Monday, September 10, 2012

Topic Control: The Intoxicating Need to Belong

Some of my posts have been getting more reads than usual. *waves* Hi, new readers. Glad for you to join. I write about all kinds of random stuff. Anyway, I usually do this thing on Monday called Topic Control where I let someone choose what I'm going to discuss. Today, that shall be the Salem Witch Trials.

When I was younger, I would have stuck to the horrors of witch trials, the motivations behind them, and how deeply angry they make me. I could also reflect on how one of the reasons this subject always makes me angry is because I know I would have been one of the people on trial. They always put the loudmouthed women on trial, especially the ones who don't fit in with the normal people. My only consolation would be the fact that if it was a hanging, my fat ass would probably pull the whole scaffolding down. Hah!

I think what I want to talk about instead about is the fact that none of the girls who were doing the accusing stopped in the middle of this and put an end to it. None of them paused for a moment and said, "You know what? Goodwife Smyth really DIDN'T poison my cow with her mind. I made that shit up." They just kept on creating the stories.

Now, the question is, why did none of them try to stop this? Was it fear over what would happen to them if they admitted to their wrongdoing? Was it a power trip from being able to end so many people's lives? Was it deep evilness and pettiness caused by being in a society that emphasized sin and punishment? Was it truly just some kind of group insanity?

I think they were high. And I don't mean they were ingesting magic berries or something. I think they were intoxicated off of being part of a group with so much ability and power to cause change. These girls, as a group, were for a while, the most powerful and feared people in Salem. Belonging isn't some trivial need. It is a very strong human need, a need that can drive people to great lengths. People will debase themselves to belong. They will submit to rules and regulations. They will allow themselves to be tortured. They will kill.

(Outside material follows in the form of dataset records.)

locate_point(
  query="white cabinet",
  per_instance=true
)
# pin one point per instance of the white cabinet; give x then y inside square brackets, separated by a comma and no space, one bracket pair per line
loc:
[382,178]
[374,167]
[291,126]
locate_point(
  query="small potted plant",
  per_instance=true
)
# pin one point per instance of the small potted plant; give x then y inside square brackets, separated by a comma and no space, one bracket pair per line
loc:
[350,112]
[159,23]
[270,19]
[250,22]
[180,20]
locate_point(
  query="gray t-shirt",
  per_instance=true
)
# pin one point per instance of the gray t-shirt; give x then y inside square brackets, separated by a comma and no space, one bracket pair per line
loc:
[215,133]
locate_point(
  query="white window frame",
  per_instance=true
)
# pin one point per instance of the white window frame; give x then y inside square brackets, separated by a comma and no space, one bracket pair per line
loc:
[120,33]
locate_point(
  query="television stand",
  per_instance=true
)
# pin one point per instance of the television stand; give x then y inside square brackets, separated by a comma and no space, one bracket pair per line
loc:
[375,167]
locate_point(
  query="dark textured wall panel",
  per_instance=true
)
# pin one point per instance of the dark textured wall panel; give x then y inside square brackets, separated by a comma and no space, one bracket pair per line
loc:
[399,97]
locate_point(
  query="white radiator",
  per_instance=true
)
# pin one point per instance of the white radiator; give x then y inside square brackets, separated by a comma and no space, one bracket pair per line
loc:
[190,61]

This group of girls had probably received next to no attention all of their lives. They were, after all, just girls. They were expected to marry and have babies and tend to their families and that was all. Yet somehow, they found themselves as the center of attention. They were the core of the larger religious group. They were the defenders of the righteous and the messengers of God. That kind of power and belonging after a lifetime of having very little attention paid to you must have been astounding. Of course they would keep accusing more and more people. How else could they keep their spotlight.

The hardest thing any of them could have done would have been to break free from the hold that group dynamic had on them. It was the most important thing in their lives. Other people were dying because of it, but that mattered little compared to insuring the group and the group's power continued.

I think our current culture underestimates the power of the offer to belong. We tend to see ourselves as such individuals that we forget how powerful the Group concept is. We also forget how important inclusion can be.

It's kind of illogical that we do this, as we see the impact of Group all the time. Gangs won't sell each other out because of their loyalty to the group. People pay tons of money to go to sporting events so they can be part of the group of fans. Every year, at least some frat house gets in trouble because they were willing to go too far in how they treat their pledges. And these same pledges would do almost anything to be a part of that group.

The problem is, when you ignore the power of the group and the power of belonging, you lose a huge advantage in how you can communicate and persuade people.  As the election is approaching, I'm seeing politicians making this mistake over and over. With a lot of them, the message seems to be "I am here to support THESE people. But not THESE people, because they suck and will never belong." When they do that, they will only get the support of the first group of people.

No one is going to vote for someone who doesn't include them.

So when you are in a place where you need to persuade someone, keep the need to belong in mind. Find common ground with them. Find the situations where you and this person connect. Be inviting. Be open. The more you make them feel emotionally comfortable, the more effective you will be.